Sunday, November 17, 2013

Are New Evangelizers Ready to be Hated, Tortured, and Killed?

The New Evangelization is not going to be easy.

No matter how clever Christians are; no matter how kind and gentle and patient; no matter how edgy and cool the presentation; no matter how much Christians bend over backwards and stand on their heads and tiptoe around so as not to offend anybody....
"They will hand you over to be tortured and will put you to death, and you will be hated by all nations because of my name. But the one who endures to the end will be saved" (Matthew 24:9, 13).
A genuine witness to Jesus is always a proposal. It is by nature a provocation. It awakens and calls forth human freedom. Christians often fall short in their ways of proposing the gospel, thereby spreading confusion and rendering the gospel obscure at least in part. Still, evangelization takes place even with all the weakness of Christ's disciples. The Church continues and grows throughout the unfolding of the drama of redemption. In our time, however, Christians are making a fresh commitment to take up with seriousness and in a new way the task of evangelization.

The "New Evangelization," among other things, seeks to spread the gospel in the context of a deeper awareness of the dignity of the human person and human freedom. It is clear that Christians witness truly only insofar as they are instruments of Jesus's presence to the human heart. This true witness is full of respect for the human person; it is delicate, affirming, kind, without pretense, amiable, humble, full of conviction about the truth of Jesus, but also open to the unfathomable ways of His mercy and ready to accompany human persons on the mysterious journeys that constitute their own vocations. It is joyful, beautiful, full of vitality, loving, peaceful, patient, merciful, self-effacing.
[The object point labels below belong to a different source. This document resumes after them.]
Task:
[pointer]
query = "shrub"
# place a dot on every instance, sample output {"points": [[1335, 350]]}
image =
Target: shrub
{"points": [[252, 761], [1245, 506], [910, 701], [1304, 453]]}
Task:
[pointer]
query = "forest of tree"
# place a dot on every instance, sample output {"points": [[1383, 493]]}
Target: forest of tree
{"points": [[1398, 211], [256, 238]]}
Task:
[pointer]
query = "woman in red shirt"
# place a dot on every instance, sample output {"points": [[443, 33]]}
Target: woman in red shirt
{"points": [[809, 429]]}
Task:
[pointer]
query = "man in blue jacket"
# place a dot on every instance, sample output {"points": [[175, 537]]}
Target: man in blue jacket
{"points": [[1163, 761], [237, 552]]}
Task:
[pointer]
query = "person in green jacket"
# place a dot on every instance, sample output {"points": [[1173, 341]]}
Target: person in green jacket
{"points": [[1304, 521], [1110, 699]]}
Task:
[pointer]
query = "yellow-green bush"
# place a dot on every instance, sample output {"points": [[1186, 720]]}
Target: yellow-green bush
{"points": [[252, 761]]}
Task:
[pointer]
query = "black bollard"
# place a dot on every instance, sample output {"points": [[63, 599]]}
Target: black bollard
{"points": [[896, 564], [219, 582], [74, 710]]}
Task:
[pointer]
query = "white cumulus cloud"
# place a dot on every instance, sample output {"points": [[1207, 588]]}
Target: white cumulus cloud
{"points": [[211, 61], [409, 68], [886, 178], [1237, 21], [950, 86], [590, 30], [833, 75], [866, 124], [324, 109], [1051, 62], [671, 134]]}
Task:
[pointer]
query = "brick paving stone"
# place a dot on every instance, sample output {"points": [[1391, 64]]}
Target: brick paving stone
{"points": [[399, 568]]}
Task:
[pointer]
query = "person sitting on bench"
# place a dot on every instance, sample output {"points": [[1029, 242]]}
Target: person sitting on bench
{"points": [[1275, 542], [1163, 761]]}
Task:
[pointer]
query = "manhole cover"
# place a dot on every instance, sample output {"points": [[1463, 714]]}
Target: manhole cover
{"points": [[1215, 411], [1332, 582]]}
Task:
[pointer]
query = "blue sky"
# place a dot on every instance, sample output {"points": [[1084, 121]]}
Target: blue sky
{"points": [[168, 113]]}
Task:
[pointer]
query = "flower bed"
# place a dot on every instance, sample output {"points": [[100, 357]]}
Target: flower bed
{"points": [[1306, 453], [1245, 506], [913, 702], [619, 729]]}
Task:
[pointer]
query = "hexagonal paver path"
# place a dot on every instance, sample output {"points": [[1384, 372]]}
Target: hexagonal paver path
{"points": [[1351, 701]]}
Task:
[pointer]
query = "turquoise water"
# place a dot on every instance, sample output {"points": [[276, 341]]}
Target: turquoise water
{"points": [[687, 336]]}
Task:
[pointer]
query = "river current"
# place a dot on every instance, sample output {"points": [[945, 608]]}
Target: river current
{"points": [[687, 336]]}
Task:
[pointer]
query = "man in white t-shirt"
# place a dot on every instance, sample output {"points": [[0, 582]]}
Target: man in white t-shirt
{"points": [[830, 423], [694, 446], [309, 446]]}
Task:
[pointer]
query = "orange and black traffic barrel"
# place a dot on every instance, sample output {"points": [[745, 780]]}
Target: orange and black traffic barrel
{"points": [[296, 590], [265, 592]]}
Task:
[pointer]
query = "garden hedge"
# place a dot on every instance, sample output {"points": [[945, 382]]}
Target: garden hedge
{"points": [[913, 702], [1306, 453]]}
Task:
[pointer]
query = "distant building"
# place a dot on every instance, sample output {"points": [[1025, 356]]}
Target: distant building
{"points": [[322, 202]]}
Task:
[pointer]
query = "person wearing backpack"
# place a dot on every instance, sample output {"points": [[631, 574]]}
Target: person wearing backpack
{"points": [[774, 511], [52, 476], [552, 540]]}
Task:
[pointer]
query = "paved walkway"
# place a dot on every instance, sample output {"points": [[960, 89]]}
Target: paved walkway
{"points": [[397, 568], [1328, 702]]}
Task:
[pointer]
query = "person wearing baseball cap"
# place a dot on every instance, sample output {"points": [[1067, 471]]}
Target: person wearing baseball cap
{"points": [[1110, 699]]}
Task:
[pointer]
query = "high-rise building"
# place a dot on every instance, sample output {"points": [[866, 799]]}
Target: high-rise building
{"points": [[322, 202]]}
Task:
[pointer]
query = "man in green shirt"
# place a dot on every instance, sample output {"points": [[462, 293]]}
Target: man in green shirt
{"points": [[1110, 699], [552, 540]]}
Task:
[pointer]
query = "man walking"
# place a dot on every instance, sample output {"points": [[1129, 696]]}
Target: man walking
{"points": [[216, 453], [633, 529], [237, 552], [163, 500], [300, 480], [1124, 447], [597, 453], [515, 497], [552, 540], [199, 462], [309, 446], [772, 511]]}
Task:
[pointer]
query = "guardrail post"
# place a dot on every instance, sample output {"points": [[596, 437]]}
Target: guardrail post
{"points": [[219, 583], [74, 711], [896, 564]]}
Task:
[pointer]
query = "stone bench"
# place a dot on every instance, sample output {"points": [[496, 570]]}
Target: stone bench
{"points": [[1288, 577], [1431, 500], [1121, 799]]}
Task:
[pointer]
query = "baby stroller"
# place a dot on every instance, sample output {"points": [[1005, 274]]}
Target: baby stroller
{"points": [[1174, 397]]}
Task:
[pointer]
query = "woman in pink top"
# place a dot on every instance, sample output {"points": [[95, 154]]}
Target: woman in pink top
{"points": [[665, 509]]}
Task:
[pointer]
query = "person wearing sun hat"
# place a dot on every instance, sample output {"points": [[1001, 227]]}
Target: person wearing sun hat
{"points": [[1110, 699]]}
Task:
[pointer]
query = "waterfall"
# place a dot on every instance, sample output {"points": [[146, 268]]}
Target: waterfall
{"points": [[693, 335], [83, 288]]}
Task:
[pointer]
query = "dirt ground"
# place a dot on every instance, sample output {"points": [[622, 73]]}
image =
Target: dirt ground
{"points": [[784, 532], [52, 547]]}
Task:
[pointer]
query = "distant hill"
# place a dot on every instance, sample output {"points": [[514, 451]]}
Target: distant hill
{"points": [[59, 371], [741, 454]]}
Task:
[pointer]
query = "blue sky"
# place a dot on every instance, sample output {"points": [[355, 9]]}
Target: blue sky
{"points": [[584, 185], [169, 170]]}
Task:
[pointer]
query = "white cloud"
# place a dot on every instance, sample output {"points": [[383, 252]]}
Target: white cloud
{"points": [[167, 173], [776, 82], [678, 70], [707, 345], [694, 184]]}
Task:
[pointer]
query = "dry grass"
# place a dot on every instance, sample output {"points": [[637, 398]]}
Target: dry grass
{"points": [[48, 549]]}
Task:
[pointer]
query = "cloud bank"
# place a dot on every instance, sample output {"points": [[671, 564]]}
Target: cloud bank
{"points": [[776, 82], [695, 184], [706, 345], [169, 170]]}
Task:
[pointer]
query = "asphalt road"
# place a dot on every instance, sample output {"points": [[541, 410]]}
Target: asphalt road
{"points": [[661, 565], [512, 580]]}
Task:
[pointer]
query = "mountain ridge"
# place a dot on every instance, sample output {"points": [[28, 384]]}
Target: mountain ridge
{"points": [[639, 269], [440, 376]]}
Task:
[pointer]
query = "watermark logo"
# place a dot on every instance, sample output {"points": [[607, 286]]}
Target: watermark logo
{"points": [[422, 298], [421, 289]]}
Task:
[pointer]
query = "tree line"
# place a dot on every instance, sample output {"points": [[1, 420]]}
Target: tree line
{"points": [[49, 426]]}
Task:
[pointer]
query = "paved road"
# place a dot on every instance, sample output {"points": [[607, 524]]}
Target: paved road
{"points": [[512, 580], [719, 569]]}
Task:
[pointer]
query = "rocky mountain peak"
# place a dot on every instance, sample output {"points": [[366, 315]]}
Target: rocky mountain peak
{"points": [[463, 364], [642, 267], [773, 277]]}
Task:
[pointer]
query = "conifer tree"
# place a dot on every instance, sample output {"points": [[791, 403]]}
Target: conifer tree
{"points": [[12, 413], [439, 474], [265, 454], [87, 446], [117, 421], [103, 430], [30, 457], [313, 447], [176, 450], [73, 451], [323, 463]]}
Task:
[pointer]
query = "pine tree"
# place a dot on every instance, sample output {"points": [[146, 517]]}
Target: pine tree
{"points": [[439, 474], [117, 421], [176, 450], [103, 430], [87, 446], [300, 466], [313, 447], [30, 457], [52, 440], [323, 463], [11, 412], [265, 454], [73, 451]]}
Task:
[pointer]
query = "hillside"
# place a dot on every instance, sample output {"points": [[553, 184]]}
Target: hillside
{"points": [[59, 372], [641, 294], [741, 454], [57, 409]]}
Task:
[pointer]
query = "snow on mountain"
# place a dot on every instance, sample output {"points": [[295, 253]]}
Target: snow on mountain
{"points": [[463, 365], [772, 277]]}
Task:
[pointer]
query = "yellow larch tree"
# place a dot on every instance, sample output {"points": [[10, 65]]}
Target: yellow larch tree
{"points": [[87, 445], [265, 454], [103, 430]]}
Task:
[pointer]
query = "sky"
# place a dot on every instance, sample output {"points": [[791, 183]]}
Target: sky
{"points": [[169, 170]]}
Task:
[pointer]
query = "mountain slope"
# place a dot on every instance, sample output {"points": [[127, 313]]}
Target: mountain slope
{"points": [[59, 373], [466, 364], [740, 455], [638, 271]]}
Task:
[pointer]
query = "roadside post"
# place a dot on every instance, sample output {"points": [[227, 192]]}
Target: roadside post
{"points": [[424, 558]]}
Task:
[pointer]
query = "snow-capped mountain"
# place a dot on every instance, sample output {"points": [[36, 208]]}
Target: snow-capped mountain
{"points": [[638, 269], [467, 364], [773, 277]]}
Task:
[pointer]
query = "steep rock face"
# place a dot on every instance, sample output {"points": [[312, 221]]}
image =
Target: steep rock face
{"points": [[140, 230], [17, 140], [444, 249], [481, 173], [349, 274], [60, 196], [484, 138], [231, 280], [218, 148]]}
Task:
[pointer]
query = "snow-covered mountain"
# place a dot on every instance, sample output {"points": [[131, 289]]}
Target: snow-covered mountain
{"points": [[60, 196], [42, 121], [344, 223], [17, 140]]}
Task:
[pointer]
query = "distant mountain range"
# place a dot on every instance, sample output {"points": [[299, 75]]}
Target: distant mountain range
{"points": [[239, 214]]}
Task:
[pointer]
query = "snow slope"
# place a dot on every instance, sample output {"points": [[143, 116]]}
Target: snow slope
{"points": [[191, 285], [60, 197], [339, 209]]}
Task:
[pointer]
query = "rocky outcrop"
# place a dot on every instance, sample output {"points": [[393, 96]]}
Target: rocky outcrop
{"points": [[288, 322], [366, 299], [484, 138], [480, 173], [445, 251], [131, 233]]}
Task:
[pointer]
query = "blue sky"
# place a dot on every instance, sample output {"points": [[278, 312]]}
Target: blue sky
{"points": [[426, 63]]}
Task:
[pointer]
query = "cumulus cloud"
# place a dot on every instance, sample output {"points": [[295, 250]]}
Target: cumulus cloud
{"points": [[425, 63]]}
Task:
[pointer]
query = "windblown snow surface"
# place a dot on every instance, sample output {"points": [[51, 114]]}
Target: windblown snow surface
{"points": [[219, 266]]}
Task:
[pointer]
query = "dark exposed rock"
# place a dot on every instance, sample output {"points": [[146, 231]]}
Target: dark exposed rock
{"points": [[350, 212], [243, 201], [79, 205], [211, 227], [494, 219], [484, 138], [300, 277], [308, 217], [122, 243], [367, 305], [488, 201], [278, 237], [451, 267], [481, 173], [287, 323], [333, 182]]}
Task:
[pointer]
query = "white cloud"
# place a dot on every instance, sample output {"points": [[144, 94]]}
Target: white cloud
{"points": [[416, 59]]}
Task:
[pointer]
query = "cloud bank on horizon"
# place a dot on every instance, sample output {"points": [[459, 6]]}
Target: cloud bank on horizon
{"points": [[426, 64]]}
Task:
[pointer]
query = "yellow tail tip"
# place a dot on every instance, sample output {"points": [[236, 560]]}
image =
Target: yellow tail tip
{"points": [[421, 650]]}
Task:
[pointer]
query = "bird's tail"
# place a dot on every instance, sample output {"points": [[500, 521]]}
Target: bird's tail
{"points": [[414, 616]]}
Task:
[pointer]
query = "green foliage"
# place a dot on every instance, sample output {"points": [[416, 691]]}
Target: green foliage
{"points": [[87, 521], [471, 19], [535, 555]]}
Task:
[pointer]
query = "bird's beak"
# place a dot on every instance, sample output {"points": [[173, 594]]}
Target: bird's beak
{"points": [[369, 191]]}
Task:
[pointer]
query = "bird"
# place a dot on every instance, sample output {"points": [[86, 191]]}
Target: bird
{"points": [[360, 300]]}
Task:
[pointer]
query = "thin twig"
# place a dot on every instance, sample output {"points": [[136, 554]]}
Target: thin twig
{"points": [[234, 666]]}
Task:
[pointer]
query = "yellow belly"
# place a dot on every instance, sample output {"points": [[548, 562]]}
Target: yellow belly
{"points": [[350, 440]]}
But it is what it is. It points to Someone who wants to give Himself to another person, and therefore it cannot help touching freedom, and pointing to the fact that this Someone is asking for a decision.

Even if a Christian says nothing, the way he or she lives in the midst of others inevitably becomes something that both attracts and frightens the human heart. An authentic Christian life witnesses to Jesus, and therefore to the mysterious destiny for which every human heart has been made.

It is therefore inevitable that, in front of an authentic witness, people will be provoked. They will make decisions, and that means that some will decide to resist. Even if this decision is not final and irrevocable, it generates opposition and violence against Christian witness, and therefore against Christians themselves.

If people decide to resist or to flee from Jesus, from the very gift of Infinite Love for which they have been made, they will struggle and fight against Him and against anything and anyone who reminds them of Him. But Jesus never gives up. He keeps loving, all the way through the cross.

As followers of Christ, we must do the same. We are called to be witnesses to His love, and to share in that love all the way to the cross, to love in the face of rejection, opposition, and violence.

This suffering can take various forms in our lives. We won't often be killed physically, but we may be ignored, marginalized or forgotten. We may be harassed, slandered, or treated with contempt. We may be divided from our families and friends, and constantly reminded by others that we are different and strange. We may be forced into social or even material poverty.

Or perhaps we may be applauded, but misunderstood. We may be hailed and cheered by people for all sorts of reasons, and perhaps it will be our vocation to endure this fleeting adulation, and even to accept the fact that many people are going to misinterpret our gestures. But we are not seeking applause. We are seeking the truth and the beauty of Jesus, and whatever it is about our witness that attracts people "on the surface" is eventually going to challenge them to invest themselves more deeply. Sooner or later, all those cheering people will discover that they have to decide whether to stay or leave.

Sometimes it happens that a genuine Christian rides a wave of "popularity." Recall that Jesus was wildly popular all over Galilee and Judea, and above all in Jerusalem on Palm Sunday. He could have been made king, if He had wanted to be a king in this world. But He didn't. He wanted something much greater. He knew that Palm Sunday was leading to Good Friday.

Thus the path of the New Evangelization also leads to Good Friday, to the cross. We must be prepared for that fact, and indeed allow it to form our lives and our testimony. If the crucified and risen Jesus is at the center of our own lives, then we will give a living witness to Him and His love for every person. An authentic Christian witness is a gratuitous love that endures all things, and its vitality comes from the Love that has conquered death.